Da un progetto di Babilonia Teatri
Regia di Valeria Raimondi e Enrico Castellani
Parole di Enrico Castellani
Con: Chiara Bersani, Emiliano Brioschi, Alessio Piazza, Filippo Quezel, Emanuela Villagrossi
Musiche originali: Cabeki
Produzione: Teatro Stabile del Veneto – Emilia Romagna Teatro Fondazione
——–
La storia raccontata da Babilonia Teatri in David è morto racchiude nel suo insieme varie tematiche di cui oggi si sente spesso parlare con urgenza, soprattutto tra i più o meno giovani di un’ampia fascia di età, che va dall’adolescenza ai trent’anni: il conflitto generazionale – con molti genitori e colleghi di quella generazione a cavallo tra un sistema di valori, che qualche decennio fa poteva essere considerato incrollabile, e la sua messa in discussione, sotto vari aspetti, negli anni successivi; l’ansia di dover aderire ai vari stereotipi o modelli del vivere che ci circondano; il vuoto di vita – non sapere che cosa essere, che cosa fare…
La storia di David e della sua famiglia può far riflettere su questo e molto altro, grazie a un testo ben scritto, dotato dell’ironia tagliente, tipicamente Babilonia, che lascia spesso sfumare il confine tra risata e dramma.
Alcuni dubbi tecnici e stilistici.
Lo stile recitativo proposto da Babilonia Teatri ha sempre una marcia interessante, riuscendo a scavare un canale di comunicazione molto diretto con il pubblico.

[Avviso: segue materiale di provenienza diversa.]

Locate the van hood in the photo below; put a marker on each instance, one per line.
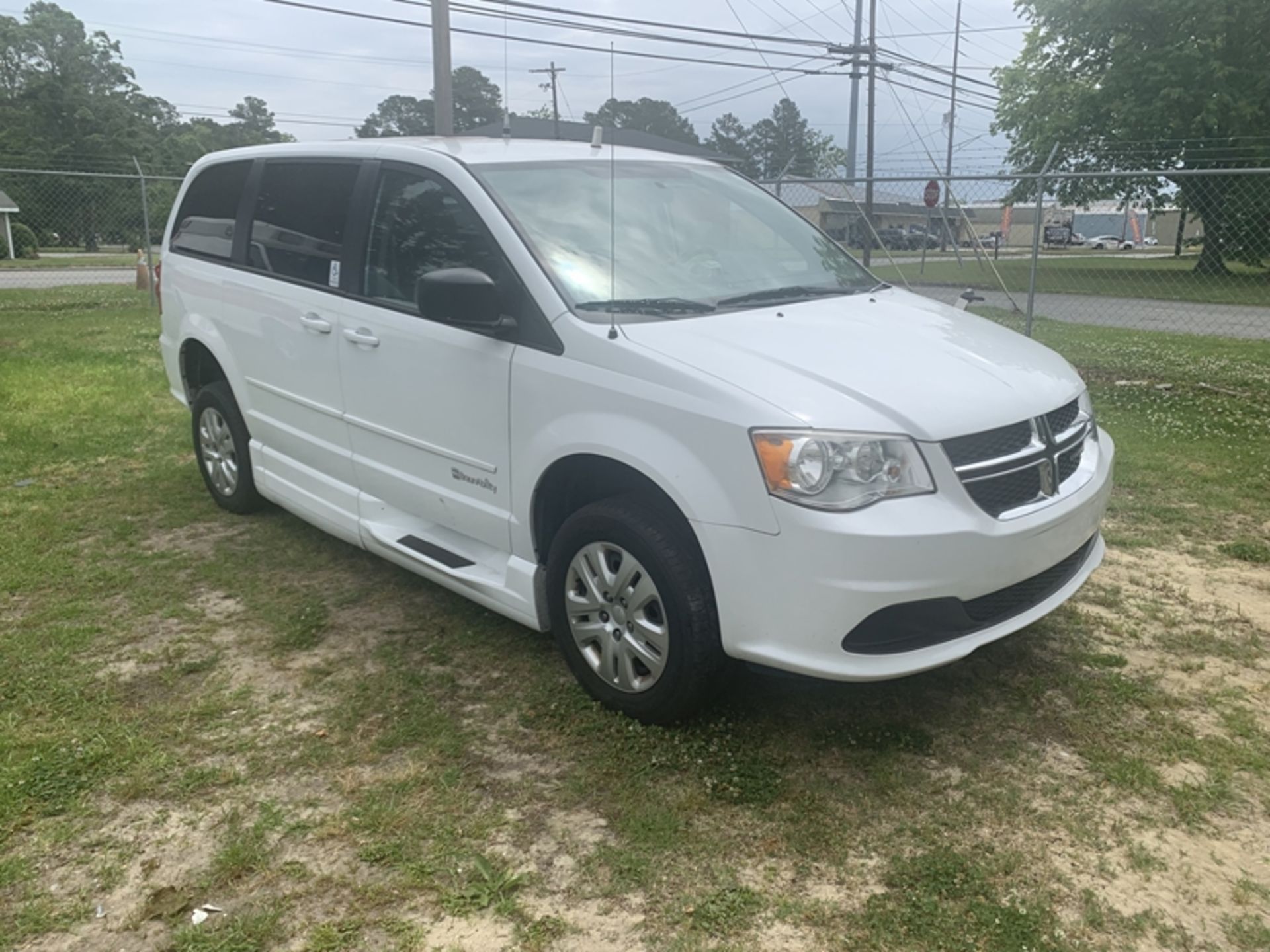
(890, 361)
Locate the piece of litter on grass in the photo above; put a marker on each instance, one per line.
(202, 912)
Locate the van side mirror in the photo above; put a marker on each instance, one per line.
(465, 298)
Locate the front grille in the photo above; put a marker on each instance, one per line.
(1005, 493)
(910, 626)
(1070, 462)
(1015, 466)
(988, 444)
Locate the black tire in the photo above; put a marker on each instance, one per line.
(244, 498)
(665, 546)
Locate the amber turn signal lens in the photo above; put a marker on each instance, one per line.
(774, 456)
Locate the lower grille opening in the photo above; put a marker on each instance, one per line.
(915, 625)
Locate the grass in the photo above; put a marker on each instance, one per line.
(1160, 277)
(78, 260)
(245, 711)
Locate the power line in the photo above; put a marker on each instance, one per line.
(931, 92)
(556, 44)
(741, 23)
(727, 89)
(748, 92)
(539, 20)
(662, 24)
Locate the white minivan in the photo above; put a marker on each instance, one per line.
(632, 399)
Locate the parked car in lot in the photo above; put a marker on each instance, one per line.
(1104, 241)
(894, 239)
(916, 239)
(690, 432)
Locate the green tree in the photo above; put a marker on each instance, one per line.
(654, 116)
(1122, 84)
(786, 143)
(478, 102)
(730, 138)
(69, 102)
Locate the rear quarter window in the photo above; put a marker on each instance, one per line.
(300, 220)
(205, 221)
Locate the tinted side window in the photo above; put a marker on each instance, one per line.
(205, 222)
(421, 225)
(302, 216)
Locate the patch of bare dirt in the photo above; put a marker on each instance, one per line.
(1242, 590)
(1191, 880)
(478, 933)
(846, 887)
(1195, 889)
(200, 539)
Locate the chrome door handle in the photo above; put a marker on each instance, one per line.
(362, 335)
(314, 323)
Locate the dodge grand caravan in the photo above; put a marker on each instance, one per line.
(629, 399)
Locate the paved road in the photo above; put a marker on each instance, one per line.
(60, 277)
(1140, 314)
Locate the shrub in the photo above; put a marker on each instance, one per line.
(23, 241)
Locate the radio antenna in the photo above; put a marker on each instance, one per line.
(507, 102)
(613, 205)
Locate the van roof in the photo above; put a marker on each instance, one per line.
(472, 150)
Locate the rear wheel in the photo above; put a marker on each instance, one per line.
(222, 446)
(633, 610)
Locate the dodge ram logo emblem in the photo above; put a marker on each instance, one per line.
(1048, 484)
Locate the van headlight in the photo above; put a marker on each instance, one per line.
(829, 470)
(1086, 408)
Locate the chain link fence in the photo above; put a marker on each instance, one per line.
(73, 227)
(1181, 252)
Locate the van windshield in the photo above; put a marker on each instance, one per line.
(687, 239)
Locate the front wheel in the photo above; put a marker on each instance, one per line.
(633, 610)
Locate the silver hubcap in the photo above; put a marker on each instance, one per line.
(216, 444)
(616, 617)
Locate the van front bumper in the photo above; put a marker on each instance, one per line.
(905, 586)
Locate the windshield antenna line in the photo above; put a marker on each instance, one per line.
(613, 205)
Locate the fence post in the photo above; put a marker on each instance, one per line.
(145, 223)
(1037, 227)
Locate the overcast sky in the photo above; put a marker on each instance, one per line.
(323, 74)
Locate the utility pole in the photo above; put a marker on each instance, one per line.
(869, 131)
(948, 165)
(556, 108)
(443, 80)
(853, 143)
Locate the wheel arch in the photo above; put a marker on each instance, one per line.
(204, 358)
(581, 479)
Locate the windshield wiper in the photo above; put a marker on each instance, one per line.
(793, 292)
(648, 305)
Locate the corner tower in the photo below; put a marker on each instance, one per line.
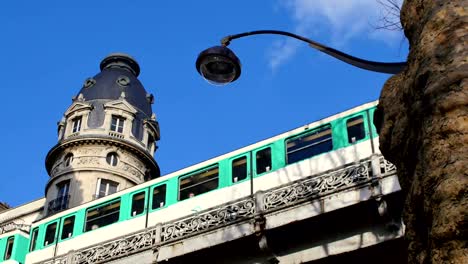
(106, 138)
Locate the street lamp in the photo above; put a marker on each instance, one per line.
(219, 65)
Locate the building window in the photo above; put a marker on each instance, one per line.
(112, 159)
(61, 201)
(150, 143)
(239, 169)
(309, 144)
(50, 234)
(138, 203)
(117, 124)
(33, 239)
(68, 159)
(9, 248)
(159, 197)
(68, 226)
(63, 188)
(263, 160)
(76, 124)
(355, 128)
(102, 215)
(106, 187)
(198, 183)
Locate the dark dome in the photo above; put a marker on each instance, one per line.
(118, 74)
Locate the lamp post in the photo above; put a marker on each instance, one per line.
(219, 65)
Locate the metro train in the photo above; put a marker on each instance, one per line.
(320, 146)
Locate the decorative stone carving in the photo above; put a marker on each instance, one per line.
(215, 218)
(111, 250)
(87, 161)
(316, 186)
(89, 151)
(246, 209)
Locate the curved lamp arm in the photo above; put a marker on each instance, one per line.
(384, 67)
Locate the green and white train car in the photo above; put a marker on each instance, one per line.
(336, 141)
(13, 247)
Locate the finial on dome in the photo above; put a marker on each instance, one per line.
(122, 61)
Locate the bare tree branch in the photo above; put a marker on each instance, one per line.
(390, 15)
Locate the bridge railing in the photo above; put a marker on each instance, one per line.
(366, 172)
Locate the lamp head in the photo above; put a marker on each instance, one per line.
(218, 65)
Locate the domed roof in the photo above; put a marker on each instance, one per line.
(118, 74)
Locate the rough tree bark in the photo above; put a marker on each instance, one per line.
(424, 129)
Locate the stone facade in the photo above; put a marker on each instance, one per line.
(106, 142)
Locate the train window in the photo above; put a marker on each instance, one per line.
(67, 228)
(309, 145)
(239, 169)
(263, 160)
(159, 197)
(198, 183)
(33, 239)
(102, 215)
(9, 248)
(50, 234)
(355, 128)
(138, 203)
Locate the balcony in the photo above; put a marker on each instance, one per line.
(58, 204)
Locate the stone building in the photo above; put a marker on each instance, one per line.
(292, 198)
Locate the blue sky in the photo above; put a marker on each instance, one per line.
(49, 48)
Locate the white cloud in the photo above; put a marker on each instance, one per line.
(337, 22)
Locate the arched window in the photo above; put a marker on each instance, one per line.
(112, 159)
(76, 126)
(68, 159)
(117, 123)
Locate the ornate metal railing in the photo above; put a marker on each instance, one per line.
(311, 188)
(58, 204)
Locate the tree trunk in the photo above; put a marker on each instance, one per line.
(424, 129)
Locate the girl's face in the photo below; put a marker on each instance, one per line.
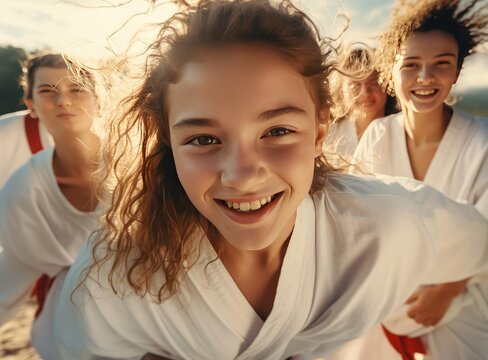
(425, 70)
(244, 136)
(63, 106)
(366, 97)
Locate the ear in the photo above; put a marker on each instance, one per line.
(30, 106)
(458, 71)
(322, 129)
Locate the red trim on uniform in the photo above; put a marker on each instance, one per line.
(32, 133)
(40, 291)
(405, 346)
(44, 283)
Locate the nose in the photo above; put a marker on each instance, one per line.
(64, 100)
(242, 169)
(425, 75)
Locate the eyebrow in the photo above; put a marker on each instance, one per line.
(45, 85)
(270, 114)
(266, 115)
(438, 55)
(198, 122)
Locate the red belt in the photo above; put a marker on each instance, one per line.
(405, 346)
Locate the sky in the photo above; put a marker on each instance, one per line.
(88, 28)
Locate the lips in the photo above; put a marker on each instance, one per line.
(425, 93)
(65, 115)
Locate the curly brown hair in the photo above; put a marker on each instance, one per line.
(151, 227)
(466, 21)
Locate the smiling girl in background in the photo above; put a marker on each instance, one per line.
(422, 56)
(228, 235)
(358, 100)
(54, 185)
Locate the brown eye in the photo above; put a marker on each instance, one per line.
(203, 140)
(279, 131)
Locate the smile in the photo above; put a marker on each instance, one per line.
(249, 206)
(425, 92)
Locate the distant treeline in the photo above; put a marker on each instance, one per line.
(10, 73)
(474, 101)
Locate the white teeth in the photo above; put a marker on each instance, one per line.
(245, 207)
(424, 92)
(255, 205)
(249, 206)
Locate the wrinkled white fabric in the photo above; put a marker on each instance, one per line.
(459, 169)
(40, 231)
(347, 266)
(14, 144)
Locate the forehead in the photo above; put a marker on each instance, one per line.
(244, 78)
(372, 78)
(430, 43)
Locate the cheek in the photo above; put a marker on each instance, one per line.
(195, 172)
(294, 163)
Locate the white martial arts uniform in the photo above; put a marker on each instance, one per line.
(40, 231)
(14, 143)
(459, 169)
(347, 265)
(342, 138)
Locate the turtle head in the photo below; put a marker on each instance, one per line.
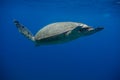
(89, 30)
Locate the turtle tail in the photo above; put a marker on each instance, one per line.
(23, 30)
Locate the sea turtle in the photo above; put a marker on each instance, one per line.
(58, 32)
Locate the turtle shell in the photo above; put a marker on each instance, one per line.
(55, 29)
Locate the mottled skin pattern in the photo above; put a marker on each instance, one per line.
(59, 32)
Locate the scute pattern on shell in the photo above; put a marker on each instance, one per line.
(56, 29)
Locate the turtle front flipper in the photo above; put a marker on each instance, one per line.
(23, 30)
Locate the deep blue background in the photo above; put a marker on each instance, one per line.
(94, 57)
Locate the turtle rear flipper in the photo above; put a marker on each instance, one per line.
(23, 30)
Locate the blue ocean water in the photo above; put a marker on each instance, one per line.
(94, 57)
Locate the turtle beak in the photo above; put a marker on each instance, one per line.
(99, 28)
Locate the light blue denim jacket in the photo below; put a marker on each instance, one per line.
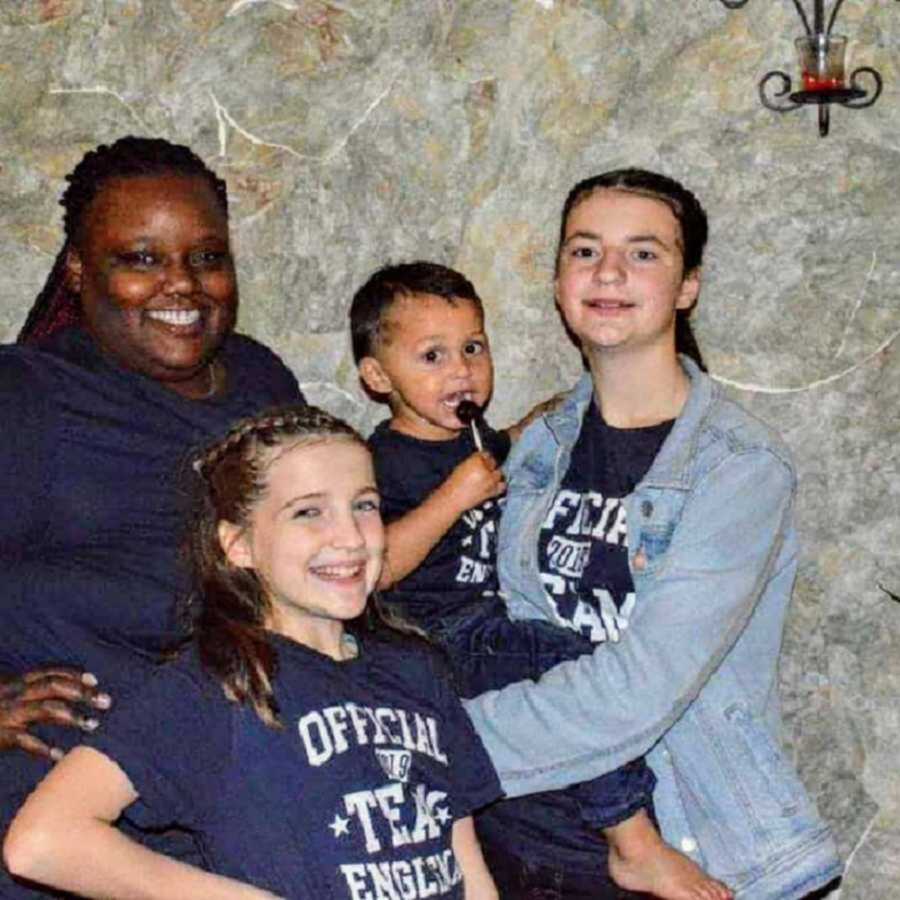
(692, 683)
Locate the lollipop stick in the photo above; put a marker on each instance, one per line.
(476, 436)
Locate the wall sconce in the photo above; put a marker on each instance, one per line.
(820, 55)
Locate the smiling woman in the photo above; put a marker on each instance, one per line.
(126, 364)
(156, 279)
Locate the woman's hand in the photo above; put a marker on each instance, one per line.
(52, 696)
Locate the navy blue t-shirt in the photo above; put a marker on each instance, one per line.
(462, 564)
(582, 545)
(583, 560)
(93, 467)
(354, 797)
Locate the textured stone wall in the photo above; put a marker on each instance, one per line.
(358, 131)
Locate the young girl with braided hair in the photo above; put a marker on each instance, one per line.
(311, 758)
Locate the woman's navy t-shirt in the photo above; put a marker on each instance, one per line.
(93, 467)
(354, 797)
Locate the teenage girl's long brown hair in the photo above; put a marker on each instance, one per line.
(229, 606)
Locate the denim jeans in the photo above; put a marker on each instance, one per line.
(519, 879)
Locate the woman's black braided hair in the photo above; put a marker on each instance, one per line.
(129, 157)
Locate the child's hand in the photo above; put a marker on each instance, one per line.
(474, 480)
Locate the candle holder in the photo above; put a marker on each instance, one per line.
(821, 58)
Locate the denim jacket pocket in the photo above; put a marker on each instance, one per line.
(652, 547)
(760, 769)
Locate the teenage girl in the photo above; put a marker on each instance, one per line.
(310, 760)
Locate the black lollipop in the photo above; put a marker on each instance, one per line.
(468, 412)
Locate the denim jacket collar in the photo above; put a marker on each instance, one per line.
(671, 468)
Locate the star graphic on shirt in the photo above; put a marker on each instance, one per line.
(442, 814)
(340, 825)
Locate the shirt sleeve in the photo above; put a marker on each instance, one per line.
(475, 783)
(171, 738)
(397, 494)
(24, 464)
(689, 616)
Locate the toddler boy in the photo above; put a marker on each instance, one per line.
(419, 342)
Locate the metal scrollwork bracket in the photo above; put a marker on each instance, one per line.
(775, 87)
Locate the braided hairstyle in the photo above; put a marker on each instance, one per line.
(129, 157)
(229, 606)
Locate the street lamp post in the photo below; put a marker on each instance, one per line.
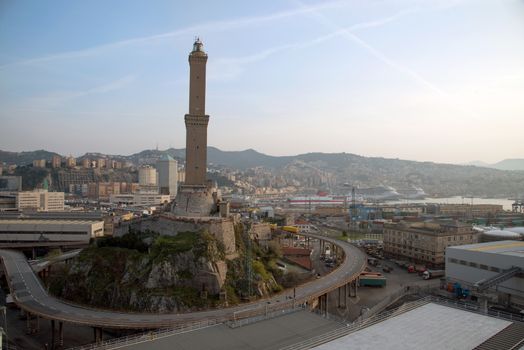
(4, 330)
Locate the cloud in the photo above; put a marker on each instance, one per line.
(56, 98)
(232, 67)
(348, 34)
(191, 30)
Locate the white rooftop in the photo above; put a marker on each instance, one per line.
(515, 248)
(427, 327)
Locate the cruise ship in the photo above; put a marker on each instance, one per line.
(328, 200)
(379, 193)
(412, 193)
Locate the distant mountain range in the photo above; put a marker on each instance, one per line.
(235, 159)
(506, 164)
(434, 178)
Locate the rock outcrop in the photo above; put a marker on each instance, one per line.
(180, 273)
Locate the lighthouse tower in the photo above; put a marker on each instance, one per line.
(196, 197)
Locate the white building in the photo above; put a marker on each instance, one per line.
(40, 200)
(474, 263)
(140, 199)
(147, 176)
(167, 175)
(40, 230)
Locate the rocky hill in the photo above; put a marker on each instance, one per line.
(434, 178)
(147, 272)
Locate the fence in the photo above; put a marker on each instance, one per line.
(398, 294)
(146, 337)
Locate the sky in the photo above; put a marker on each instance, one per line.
(423, 80)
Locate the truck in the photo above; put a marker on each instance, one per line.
(429, 274)
(372, 281)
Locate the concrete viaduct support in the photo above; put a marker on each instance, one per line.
(98, 335)
(57, 343)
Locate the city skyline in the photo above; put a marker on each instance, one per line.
(425, 81)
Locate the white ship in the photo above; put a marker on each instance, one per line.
(412, 193)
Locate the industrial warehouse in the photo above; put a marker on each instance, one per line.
(496, 268)
(49, 231)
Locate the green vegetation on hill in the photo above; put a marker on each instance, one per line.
(145, 271)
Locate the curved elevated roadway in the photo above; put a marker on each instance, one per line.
(29, 294)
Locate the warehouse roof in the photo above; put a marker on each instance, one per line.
(497, 247)
(430, 326)
(48, 222)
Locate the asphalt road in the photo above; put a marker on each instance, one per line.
(30, 295)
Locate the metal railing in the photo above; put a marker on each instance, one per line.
(363, 322)
(146, 337)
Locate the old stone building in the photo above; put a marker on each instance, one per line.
(425, 242)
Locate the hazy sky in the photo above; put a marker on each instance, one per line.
(423, 80)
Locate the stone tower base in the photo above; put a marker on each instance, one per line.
(194, 200)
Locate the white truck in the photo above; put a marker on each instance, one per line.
(429, 274)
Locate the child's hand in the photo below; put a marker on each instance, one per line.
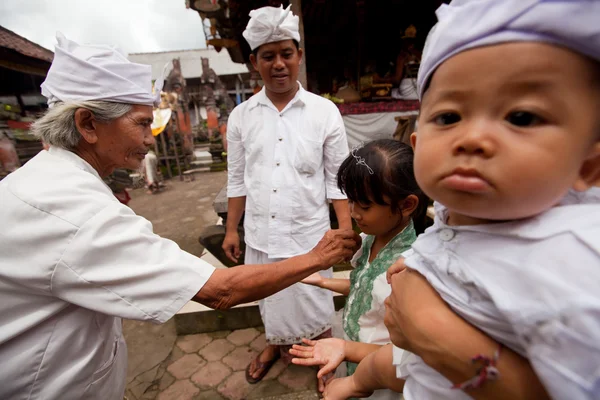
(396, 267)
(342, 389)
(315, 279)
(328, 353)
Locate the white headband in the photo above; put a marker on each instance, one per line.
(98, 72)
(465, 24)
(271, 24)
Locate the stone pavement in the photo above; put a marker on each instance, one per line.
(212, 367)
(208, 366)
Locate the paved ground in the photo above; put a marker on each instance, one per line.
(204, 366)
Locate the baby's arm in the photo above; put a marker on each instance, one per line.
(329, 353)
(375, 371)
(334, 284)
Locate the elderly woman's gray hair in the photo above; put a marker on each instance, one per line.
(57, 127)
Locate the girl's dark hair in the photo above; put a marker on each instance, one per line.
(393, 177)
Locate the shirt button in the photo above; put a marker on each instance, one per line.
(446, 234)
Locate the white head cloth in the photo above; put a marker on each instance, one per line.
(271, 24)
(465, 24)
(97, 72)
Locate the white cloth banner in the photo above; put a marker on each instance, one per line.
(366, 127)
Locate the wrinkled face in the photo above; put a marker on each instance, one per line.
(278, 64)
(375, 219)
(506, 130)
(124, 142)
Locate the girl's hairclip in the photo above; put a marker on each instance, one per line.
(360, 160)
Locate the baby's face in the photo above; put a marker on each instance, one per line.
(506, 130)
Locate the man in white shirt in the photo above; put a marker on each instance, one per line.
(284, 149)
(74, 260)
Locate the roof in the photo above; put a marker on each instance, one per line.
(191, 63)
(11, 40)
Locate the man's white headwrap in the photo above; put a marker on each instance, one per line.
(97, 72)
(271, 24)
(465, 24)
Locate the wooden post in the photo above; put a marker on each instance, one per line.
(164, 143)
(297, 10)
(174, 144)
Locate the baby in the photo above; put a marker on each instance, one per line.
(508, 144)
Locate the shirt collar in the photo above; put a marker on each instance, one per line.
(261, 98)
(73, 159)
(559, 219)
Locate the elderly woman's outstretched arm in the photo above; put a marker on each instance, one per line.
(229, 287)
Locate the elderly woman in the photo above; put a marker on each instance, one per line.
(75, 261)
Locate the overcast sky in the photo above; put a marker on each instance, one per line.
(137, 26)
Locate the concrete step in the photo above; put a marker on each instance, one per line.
(201, 163)
(202, 154)
(304, 395)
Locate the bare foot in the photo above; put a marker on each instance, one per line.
(259, 367)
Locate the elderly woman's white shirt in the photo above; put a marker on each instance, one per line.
(74, 262)
(533, 285)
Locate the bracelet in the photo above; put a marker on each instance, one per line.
(487, 372)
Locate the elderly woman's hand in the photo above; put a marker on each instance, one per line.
(414, 312)
(336, 246)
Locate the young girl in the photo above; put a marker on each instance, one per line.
(511, 153)
(384, 199)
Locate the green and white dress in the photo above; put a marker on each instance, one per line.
(364, 311)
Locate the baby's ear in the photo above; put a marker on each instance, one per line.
(413, 140)
(589, 174)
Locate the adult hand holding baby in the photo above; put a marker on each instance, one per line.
(414, 310)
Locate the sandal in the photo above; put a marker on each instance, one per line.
(260, 365)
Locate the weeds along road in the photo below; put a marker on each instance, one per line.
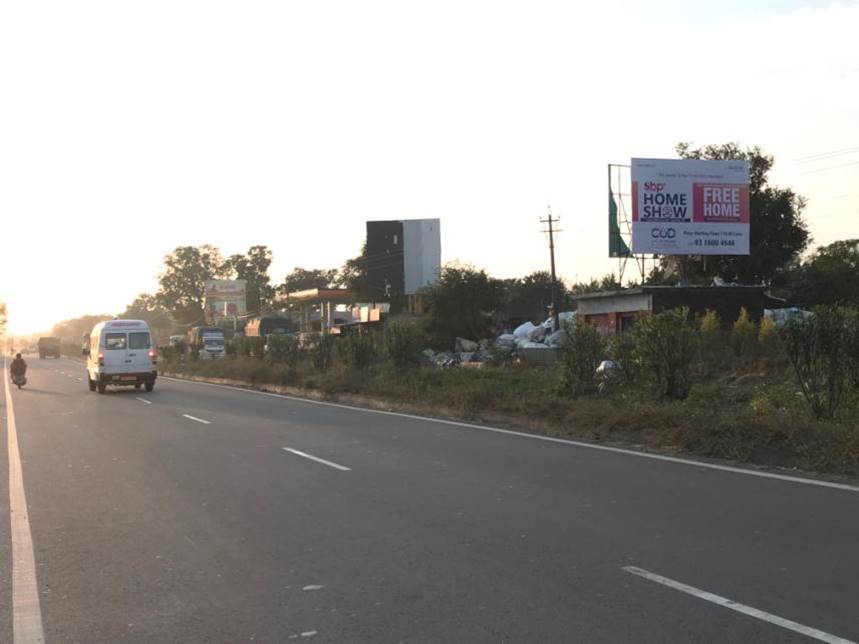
(204, 514)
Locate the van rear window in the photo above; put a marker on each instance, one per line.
(115, 341)
(138, 340)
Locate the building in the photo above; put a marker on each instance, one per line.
(402, 256)
(615, 311)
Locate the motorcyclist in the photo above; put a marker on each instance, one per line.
(18, 366)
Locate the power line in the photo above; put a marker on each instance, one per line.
(825, 155)
(832, 167)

Questa cifra, che ha determinato il loro successo, è una scelta tecnica davvero efficace e di impatto, tuttavia rischia di risultare stancante, se si ferma a rimanere un come, senza essere declinata in un cosa. Tale qualità di declamazione porta probabilmente gli attori a confrontarsi con un’impegnativa sfida tecnica; ma è proprio questa modalità del dire, che rischia di aggiungere, a una sana urgenza, un sottofondo di aggressività perenne. Di tingere tutto lo spettacolo di un solo colore, facendo sfiorare alla composizione la dimensione del teatro sociale.
Pur mantenendosi coerenti allo stile Babilonia, sarà possibile dare altre sfumature emotive alla parola? Senza questa possibilità di declinare la scelta tecnica, temo si tenda non tanto a un dialogo con il pubblico, quanto a un monologo un po’ imposto, creando, per qualcuno degli spettatori, quello strano effetto dell’animatore di villaggio, che cerca di costringere i turisti al torneo di pallavolo.
Evitando quest’effetto, la comunicazione del messaggio poetico risulterebbe ancora più efficace.
La stessa cosa si può dire sull’uso della musica, strumento spesso emotivamente utile, ma leggermente abusato in termini di ricorrenza e volumi.